I think that it is a matter of being as open and honest (and even vulnerable) as possible with all of my communication as an agile coach. This, I believe, sets an example for the rest of the people in the teams that I coach. I have also had success with preparing meetings that require everyone to interract. This has led to a better sense of “team” as projects move along.

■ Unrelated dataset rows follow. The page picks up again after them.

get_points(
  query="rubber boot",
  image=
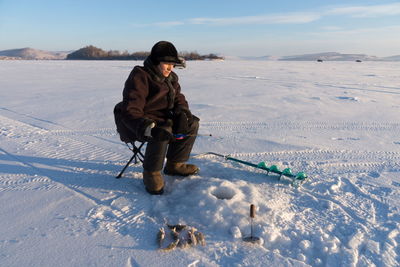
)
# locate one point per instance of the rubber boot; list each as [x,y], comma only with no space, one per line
[153,182]
[180,168]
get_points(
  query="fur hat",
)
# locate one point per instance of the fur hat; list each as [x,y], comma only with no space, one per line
[164,51]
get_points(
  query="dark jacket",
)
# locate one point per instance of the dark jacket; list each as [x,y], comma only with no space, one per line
[149,96]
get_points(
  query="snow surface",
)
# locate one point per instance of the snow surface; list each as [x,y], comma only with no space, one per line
[337,121]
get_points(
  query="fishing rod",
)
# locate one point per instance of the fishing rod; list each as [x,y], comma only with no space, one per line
[297,179]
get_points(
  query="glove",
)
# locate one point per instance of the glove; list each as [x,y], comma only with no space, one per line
[160,134]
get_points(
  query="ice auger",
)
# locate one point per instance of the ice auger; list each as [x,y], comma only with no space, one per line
[297,179]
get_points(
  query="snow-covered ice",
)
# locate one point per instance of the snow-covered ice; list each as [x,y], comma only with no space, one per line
[337,121]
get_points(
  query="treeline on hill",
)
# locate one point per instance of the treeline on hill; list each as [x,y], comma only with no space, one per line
[93,53]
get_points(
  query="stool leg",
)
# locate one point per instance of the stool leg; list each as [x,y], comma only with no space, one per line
[126,166]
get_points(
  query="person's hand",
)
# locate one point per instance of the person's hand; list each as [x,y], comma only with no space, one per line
[161,134]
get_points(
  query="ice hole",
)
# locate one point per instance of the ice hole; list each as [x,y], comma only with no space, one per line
[224,193]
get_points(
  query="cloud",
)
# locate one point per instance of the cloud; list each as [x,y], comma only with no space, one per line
[291,18]
[287,18]
[361,32]
[367,11]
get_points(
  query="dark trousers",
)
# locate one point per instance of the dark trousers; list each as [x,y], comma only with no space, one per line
[176,151]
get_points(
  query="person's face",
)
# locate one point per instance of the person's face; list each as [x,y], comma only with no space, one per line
[166,68]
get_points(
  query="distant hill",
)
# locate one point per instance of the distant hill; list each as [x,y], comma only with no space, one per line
[330,56]
[31,54]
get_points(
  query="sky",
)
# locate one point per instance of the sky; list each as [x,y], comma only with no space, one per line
[226,27]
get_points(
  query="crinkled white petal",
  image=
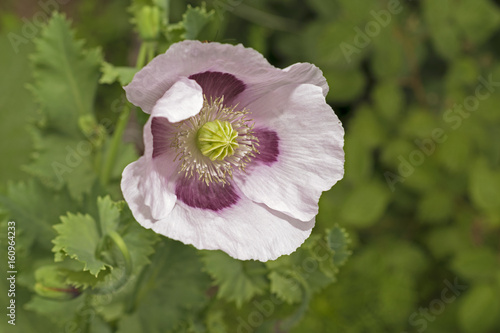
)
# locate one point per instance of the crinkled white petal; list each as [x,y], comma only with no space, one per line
[183,100]
[245,230]
[311,158]
[191,57]
[144,182]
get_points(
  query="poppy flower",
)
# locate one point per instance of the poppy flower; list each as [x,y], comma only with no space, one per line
[237,152]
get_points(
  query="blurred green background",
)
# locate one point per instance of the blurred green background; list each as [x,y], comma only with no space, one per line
[416,85]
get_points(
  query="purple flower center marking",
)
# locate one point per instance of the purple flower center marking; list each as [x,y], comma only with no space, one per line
[218,85]
[215,196]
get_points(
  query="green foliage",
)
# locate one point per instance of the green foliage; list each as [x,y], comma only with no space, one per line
[65,77]
[395,81]
[238,281]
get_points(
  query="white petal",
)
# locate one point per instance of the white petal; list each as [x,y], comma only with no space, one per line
[191,57]
[245,231]
[182,101]
[311,158]
[145,183]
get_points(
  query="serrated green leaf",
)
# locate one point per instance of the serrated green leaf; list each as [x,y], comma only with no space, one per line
[238,281]
[195,20]
[65,76]
[50,283]
[33,215]
[435,207]
[78,237]
[172,291]
[215,322]
[17,107]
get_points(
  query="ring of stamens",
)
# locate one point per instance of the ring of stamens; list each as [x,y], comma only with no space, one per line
[239,148]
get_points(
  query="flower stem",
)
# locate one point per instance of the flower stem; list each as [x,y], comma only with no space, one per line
[115,143]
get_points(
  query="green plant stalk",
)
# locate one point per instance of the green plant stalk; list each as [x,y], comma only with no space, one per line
[146,53]
[115,143]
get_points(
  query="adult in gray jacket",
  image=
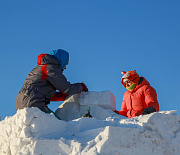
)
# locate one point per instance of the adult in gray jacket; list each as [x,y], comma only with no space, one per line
[46,82]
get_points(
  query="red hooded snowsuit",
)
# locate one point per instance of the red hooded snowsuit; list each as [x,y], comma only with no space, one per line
[142,96]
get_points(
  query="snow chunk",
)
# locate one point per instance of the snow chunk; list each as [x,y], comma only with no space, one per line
[101,105]
[103,99]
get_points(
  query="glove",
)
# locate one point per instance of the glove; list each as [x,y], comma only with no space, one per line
[84,87]
[148,110]
[117,112]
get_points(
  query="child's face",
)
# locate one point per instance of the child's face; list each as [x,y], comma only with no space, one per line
[128,83]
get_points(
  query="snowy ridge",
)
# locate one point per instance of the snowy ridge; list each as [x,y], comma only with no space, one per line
[32,132]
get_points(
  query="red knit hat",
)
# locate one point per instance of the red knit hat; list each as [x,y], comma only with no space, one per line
[131,76]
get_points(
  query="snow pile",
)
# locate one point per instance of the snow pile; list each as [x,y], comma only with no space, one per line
[31,131]
[77,105]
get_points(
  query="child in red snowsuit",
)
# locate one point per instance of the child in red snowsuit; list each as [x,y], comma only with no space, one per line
[140,98]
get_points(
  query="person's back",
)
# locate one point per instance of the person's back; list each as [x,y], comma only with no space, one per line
[42,82]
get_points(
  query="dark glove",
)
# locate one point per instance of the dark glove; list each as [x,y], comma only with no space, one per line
[148,110]
[117,112]
[84,87]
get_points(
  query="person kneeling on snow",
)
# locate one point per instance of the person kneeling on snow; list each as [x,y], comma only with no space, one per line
[140,98]
[46,82]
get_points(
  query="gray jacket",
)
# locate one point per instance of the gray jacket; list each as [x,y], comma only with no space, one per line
[42,82]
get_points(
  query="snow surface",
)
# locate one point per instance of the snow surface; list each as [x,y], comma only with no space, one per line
[77,105]
[32,132]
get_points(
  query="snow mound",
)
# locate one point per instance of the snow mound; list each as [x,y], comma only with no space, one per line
[101,104]
[31,131]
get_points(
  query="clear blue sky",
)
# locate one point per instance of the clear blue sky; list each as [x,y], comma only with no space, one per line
[103,38]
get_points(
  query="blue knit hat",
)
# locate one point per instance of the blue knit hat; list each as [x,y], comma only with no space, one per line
[62,56]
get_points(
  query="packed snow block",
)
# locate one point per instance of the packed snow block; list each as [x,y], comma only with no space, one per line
[96,111]
[101,105]
[69,110]
[103,99]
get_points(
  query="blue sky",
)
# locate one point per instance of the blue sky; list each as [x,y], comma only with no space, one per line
[103,38]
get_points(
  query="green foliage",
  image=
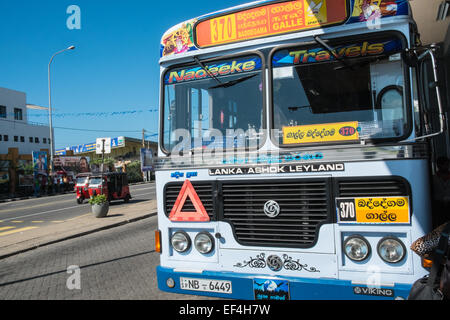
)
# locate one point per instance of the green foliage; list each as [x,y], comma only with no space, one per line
[98,200]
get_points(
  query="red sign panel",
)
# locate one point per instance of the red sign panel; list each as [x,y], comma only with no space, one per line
[270,20]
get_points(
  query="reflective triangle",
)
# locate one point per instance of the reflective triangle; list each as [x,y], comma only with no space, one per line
[200,214]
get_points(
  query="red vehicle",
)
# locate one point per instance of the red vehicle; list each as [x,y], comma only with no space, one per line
[82,187]
[115,186]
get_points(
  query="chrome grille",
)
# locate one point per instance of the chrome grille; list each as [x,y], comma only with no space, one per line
[304,207]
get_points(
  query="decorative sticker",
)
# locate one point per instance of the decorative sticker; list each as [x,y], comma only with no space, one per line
[377,210]
[371,10]
[270,20]
[179,39]
[268,289]
[318,133]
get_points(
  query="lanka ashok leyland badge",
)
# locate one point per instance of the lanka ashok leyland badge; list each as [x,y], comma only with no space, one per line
[272,209]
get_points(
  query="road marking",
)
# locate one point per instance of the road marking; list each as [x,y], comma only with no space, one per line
[41,213]
[34,206]
[16,231]
[87,214]
[6,228]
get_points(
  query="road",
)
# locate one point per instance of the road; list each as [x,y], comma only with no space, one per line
[25,215]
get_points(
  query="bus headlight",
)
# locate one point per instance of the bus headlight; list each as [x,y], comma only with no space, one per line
[204,242]
[180,241]
[391,250]
[356,248]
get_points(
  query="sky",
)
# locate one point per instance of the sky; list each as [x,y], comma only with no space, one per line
[113,69]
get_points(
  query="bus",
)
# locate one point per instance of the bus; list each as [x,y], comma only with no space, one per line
[296,151]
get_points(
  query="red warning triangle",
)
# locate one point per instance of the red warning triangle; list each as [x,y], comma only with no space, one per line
[200,215]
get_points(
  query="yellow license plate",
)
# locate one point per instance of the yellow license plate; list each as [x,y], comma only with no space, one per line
[376,210]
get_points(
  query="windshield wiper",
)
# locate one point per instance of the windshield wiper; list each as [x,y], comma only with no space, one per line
[206,69]
[233,82]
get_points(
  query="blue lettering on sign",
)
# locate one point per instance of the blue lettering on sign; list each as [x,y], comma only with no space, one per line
[272,159]
[177,175]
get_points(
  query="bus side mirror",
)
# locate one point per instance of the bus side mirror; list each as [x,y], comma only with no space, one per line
[429,81]
[410,58]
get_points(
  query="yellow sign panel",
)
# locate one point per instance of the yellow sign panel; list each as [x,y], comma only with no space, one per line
[377,210]
[317,133]
[316,13]
[269,20]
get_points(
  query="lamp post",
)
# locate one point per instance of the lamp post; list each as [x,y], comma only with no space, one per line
[50,106]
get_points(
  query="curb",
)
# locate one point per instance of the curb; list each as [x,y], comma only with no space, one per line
[78,235]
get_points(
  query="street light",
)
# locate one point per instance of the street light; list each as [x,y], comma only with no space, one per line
[50,106]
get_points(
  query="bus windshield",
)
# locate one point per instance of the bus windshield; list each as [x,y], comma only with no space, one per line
[356,91]
[225,97]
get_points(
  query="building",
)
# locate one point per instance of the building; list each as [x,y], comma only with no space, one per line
[18,139]
[124,150]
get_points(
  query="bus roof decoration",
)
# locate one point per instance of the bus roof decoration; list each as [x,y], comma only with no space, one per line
[271,18]
[177,215]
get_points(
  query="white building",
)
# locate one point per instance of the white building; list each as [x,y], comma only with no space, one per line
[15,130]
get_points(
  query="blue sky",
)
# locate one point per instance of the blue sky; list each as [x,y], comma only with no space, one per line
[114,67]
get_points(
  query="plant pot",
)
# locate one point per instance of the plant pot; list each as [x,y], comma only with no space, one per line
[100,210]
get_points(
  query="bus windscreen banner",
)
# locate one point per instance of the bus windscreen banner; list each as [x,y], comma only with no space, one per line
[361,49]
[270,20]
[223,68]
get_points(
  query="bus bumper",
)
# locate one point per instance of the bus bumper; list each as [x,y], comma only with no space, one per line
[247,287]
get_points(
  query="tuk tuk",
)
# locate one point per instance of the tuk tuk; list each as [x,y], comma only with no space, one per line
[114,186]
[82,187]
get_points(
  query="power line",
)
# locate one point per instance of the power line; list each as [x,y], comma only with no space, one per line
[92,130]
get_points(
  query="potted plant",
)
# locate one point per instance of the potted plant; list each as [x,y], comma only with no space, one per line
[99,205]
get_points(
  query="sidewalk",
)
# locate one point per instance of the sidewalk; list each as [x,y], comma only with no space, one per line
[85,224]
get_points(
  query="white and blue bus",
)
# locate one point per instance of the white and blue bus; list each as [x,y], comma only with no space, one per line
[296,151]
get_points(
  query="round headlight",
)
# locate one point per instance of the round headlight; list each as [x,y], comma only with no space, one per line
[391,250]
[204,242]
[356,248]
[180,241]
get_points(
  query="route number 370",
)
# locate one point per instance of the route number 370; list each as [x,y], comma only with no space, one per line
[347,210]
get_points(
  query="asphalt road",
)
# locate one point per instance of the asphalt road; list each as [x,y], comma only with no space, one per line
[19,216]
[115,264]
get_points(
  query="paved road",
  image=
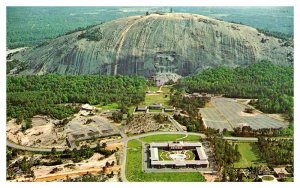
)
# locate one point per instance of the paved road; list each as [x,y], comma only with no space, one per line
[176,124]
[125,141]
[251,139]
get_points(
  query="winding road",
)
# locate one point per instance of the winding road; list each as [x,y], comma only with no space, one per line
[125,140]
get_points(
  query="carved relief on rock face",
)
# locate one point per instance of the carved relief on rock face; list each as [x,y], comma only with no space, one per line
[169,43]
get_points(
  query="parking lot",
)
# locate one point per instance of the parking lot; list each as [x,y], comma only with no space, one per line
[228,113]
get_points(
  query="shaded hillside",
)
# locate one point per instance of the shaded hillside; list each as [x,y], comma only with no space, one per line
[145,45]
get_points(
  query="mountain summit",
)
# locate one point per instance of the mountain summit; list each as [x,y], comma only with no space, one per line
[156,43]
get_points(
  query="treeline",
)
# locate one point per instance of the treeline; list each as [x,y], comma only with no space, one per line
[247,131]
[191,124]
[271,84]
[276,151]
[189,104]
[225,153]
[57,95]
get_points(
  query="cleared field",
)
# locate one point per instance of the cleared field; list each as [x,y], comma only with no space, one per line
[227,113]
[170,137]
[249,156]
[134,171]
[110,106]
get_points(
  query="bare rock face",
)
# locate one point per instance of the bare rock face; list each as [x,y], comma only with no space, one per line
[157,43]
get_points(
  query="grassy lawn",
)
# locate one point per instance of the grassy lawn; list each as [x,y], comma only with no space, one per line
[170,137]
[155,110]
[156,98]
[110,106]
[134,171]
[249,156]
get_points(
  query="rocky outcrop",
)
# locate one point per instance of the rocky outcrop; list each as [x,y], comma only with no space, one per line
[157,43]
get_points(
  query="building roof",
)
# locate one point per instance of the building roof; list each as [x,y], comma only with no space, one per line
[175,143]
[280,170]
[201,153]
[154,154]
[179,163]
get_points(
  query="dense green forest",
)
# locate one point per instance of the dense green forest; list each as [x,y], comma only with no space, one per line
[48,94]
[271,84]
[225,153]
[276,151]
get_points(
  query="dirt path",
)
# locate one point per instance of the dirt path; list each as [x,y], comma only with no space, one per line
[64,175]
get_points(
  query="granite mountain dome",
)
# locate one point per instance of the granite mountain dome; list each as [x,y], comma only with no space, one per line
[156,43]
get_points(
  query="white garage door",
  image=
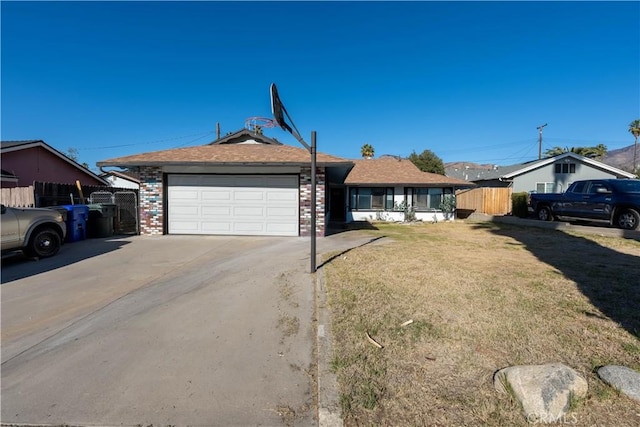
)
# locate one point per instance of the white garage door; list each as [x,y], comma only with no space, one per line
[265,205]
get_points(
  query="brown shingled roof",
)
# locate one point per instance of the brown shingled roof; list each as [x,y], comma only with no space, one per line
[386,171]
[238,154]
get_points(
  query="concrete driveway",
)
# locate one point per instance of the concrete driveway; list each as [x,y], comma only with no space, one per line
[166,330]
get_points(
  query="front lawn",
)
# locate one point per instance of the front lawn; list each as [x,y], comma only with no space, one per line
[481,296]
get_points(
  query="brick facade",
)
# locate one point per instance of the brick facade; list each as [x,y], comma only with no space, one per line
[305,201]
[151,197]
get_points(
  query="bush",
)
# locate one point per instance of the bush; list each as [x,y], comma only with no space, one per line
[520,204]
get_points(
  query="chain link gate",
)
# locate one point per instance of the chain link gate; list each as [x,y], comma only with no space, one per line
[126,221]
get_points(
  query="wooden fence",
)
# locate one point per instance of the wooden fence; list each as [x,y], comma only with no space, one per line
[45,194]
[490,201]
[18,197]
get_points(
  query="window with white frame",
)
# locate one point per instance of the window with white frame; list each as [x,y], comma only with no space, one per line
[370,198]
[427,199]
[545,187]
[563,168]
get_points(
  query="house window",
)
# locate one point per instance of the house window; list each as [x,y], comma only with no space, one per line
[371,198]
[423,199]
[545,187]
[565,168]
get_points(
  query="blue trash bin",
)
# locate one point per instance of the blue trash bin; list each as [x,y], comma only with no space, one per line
[77,216]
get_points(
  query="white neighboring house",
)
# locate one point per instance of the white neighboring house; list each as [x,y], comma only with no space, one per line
[120,180]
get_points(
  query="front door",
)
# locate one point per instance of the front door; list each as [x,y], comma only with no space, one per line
[337,210]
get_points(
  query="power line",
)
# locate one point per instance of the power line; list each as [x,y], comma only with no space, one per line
[158,141]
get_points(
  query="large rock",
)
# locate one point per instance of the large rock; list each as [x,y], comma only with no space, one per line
[544,391]
[622,378]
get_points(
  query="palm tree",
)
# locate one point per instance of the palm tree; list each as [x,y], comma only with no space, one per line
[367,151]
[634,128]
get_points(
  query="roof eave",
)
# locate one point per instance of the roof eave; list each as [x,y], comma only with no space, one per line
[200,163]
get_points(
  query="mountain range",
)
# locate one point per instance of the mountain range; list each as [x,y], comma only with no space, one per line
[621,158]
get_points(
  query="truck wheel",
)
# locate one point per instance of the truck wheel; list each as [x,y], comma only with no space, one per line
[544,214]
[628,219]
[44,243]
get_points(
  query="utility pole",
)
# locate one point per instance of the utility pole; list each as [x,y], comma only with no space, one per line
[540,140]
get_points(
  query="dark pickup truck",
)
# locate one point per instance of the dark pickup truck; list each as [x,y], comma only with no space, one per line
[614,201]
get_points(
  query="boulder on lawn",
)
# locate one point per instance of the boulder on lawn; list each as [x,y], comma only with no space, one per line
[624,379]
[544,391]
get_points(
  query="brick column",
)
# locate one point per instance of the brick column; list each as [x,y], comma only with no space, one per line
[305,201]
[151,207]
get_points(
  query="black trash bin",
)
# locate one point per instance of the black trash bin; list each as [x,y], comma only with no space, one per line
[101,216]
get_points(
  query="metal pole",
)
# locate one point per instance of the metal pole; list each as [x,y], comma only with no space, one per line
[313,201]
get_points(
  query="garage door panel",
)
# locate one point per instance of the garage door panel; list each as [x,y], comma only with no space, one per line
[281,229]
[248,227]
[193,211]
[226,204]
[216,227]
[281,213]
[249,195]
[257,212]
[217,195]
[184,193]
[281,196]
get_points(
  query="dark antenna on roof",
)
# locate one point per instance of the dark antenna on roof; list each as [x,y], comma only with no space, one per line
[540,140]
[279,113]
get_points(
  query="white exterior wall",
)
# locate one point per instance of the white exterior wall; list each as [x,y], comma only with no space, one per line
[393,216]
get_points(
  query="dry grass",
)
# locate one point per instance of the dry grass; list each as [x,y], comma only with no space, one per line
[482,297]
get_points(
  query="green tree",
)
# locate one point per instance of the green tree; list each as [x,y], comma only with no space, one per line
[634,128]
[596,152]
[427,161]
[72,153]
[367,151]
[555,151]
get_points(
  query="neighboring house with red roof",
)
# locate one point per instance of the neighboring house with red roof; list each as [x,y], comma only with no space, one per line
[35,160]
[248,184]
[121,179]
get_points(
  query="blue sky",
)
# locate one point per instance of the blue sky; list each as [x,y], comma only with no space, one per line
[470,81]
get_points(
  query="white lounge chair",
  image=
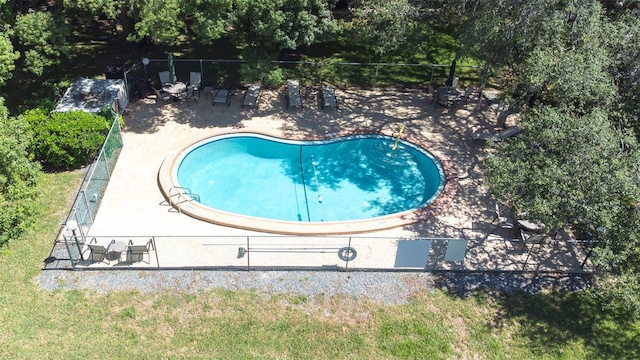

Jenn September 22, 2011 at 8:01 pm

I agree. I have learned SO much from this last engagement reflecting on where I need to be quiet and NOT commit for the team. It’s still difficult…being across an ocean with the development team and the management micromanaging with me being not able to wrangle the chickens who meddle with the team because they are next door and I’m across the ocean. It is much better when we are together in the same room. But, I do have a good dev team… they are naturally stepping up. We just have a tough project and the external politics create circles around circles of communication that are hard to corral when we are physically separated. But, just recently, we had one of the healthiest “agree to disagree”, messy conversations that were previously held in circuitous back channels. This time it was handled as a public team conversation. I was so happy with that! One small step forward. Too many steps back, but I’m learning SO much from the experience and the failures.

April Johnson September 21, 2011 at 5:51 pm

It comes down to the questions we ask, I think. “You know we committed to this, right?” is different from “So, what are we committing to here?” (and waiting for a response.

That, and the degree to which we make it clear that we know the team is knowledgeable (as well as creative, resourceful and whole).

I’ve run into the latter with a team I’m helping – they were labeled problem children when their practices went off the rails after several months of under-delivering. I made the mistake at first of trying to get a diagnosis of their problems (whether from me or from them, it wasn’t the right thing) rather than just given them tools to make the problems visible so they could decide what to pay attention to.

Sara Taillon September 19, 2011 at 12:50 pm

I agree that the issue is often the Scrum Master or coach, not the team members. And even when it really is the team, or a certain team member, there are a lot more positive ways to affect your own behaviour rather than to try to change others. Support the team to find its own way forward through challenges, hard as it may be to let go. That’s the only way for the team to truly own it’s commitments.